With shale jobs, the work sites move constantly. And they are much smaller, both in size and workforce.

The economic benefits are different, too, Mr. Durkin said. Steel jobs were numerous and high-paying. Shale jobs, while abundant, are not as plentiful. But they are more rewarding financially with an average annual salary of $71,220, according to the American Gas Association, about $20,000 more than structural iron and steel workers earn annually, according to the Bureau of Labor Statistics.

Add to that what land owners earn from leasing their mineral rights, and some people are profiting heavily from the industry.

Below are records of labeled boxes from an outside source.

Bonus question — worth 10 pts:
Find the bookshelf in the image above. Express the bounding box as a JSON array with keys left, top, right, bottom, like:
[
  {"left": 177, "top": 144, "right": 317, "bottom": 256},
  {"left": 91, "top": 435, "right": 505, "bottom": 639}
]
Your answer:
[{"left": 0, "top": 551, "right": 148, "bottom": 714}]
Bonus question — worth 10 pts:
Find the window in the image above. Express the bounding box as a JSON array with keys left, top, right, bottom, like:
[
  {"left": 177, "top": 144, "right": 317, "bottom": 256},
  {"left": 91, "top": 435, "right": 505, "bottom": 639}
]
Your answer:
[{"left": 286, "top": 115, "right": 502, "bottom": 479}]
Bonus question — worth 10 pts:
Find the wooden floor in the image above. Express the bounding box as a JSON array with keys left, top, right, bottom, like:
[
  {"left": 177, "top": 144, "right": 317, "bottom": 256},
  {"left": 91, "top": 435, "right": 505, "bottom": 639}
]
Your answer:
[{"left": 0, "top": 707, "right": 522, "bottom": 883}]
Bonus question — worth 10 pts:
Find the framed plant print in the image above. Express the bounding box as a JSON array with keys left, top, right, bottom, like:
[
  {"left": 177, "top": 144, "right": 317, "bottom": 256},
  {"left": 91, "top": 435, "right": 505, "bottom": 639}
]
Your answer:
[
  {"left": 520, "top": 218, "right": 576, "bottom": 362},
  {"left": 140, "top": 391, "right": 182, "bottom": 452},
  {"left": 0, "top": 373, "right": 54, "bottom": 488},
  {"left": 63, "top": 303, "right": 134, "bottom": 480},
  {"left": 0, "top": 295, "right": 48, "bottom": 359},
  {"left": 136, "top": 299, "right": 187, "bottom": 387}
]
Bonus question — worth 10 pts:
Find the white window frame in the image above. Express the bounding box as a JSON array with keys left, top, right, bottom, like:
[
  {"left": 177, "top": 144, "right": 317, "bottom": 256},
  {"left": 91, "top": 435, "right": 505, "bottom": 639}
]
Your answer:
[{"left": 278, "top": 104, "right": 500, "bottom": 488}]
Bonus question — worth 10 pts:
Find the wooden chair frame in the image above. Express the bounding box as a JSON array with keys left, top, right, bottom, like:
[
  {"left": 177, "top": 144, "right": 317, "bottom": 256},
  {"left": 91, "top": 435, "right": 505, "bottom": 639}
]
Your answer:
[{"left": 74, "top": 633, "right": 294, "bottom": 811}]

“I would say definitely the economic benefits from the natural gas industry are equal to or possibly even surpassing what the steel industry made possible in the heyday of production in the Mon Valley,” Mr. Durkin said.

While there are more than 20,000 people involved in the industry in Pennsylvania, that number is smaller than what it could be, considering the pace of production is slowed by a lack of equipment and pipeline infrastructure, said Andrew Kleit, a professor of energy and environmental economics at Penn State University.

Still, it has a long way to go to catch steel. At its peak, U.S. Steel employed 201,000 people in its company, almost 10 times as many people as are currently employed in the oil and gas industry in Pennsylvania.

“It’s not going to be the halcyon days when you had thousands of guys marching to the steel mill with their lunch buckets and their hard hats, but it’s still going to be pretty good,” Mr. Considine said. “A lot better than abandoned downtowns.”